MEXICO CITY (Reuters) - Mexican leftist presidential hopeful Andres Manuel Lopez Obrador maintains a double-digit lead ahead of elections in July although his rivals have closed the gap slightly, according to a newspaper poll published on Tuesday.
Lopez Obrador, a former Mexico City mayor who has already run twice for the presidency, leads the pack with 38 percent, up 3 percentage points since November, according to the survey in business newspaper El Financiero.
Support for Ricardo Anaya, the former chairman of the conservative National Action Party (PAN) now leading a right-left coalition, grew 7 points to 27 percent. Former finance minister Jose Antonio Meade of the ruling Institutional Revolutionary Party (PRI) has 22 percent, up 2 points.
While Meade remains in third place, his public recognition is improving, rising to 83 percent at present from 43 percent in November, the poll found.

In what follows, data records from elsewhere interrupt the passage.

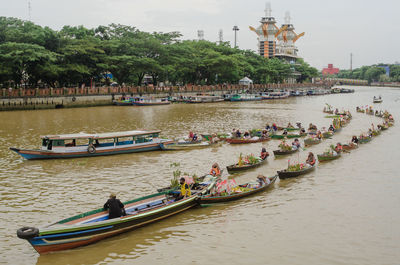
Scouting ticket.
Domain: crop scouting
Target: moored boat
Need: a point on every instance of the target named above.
(284, 174)
(90, 227)
(243, 190)
(285, 152)
(312, 141)
(247, 141)
(150, 101)
(237, 168)
(328, 156)
(84, 145)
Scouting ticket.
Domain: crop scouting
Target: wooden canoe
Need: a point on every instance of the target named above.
(246, 141)
(236, 168)
(206, 199)
(284, 174)
(325, 157)
(284, 152)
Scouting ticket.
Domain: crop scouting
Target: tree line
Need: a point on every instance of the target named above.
(373, 73)
(31, 55)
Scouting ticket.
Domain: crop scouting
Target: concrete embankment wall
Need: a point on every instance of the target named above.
(49, 98)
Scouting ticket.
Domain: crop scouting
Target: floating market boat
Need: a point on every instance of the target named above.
(285, 152)
(237, 168)
(328, 156)
(311, 141)
(184, 145)
(245, 97)
(242, 191)
(84, 145)
(284, 174)
(349, 146)
(247, 141)
(364, 140)
(141, 101)
(275, 95)
(90, 227)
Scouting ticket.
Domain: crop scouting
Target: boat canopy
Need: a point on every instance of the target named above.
(99, 135)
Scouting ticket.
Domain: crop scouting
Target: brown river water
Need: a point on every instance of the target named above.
(345, 212)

His campaign has been dogged by a backlash against the PRI, which has faced a series of corruption scandals.
If Meade fails to gain traction, the election could turn into a head-to-head contest between Lopez Obrador and Anaya.
While Lopez Obrador has been a polarizing figure in Mexican politics, the poll found he was the only candidate who has more positive ratings than negative ratings.
Pollster Alejandro Moreno carried out the survey for El Financiero between Jan. 27 and Jan. 31, conducting 1,002 face-to-face interviews. The poll has a margin of error of 3.1 percentage points.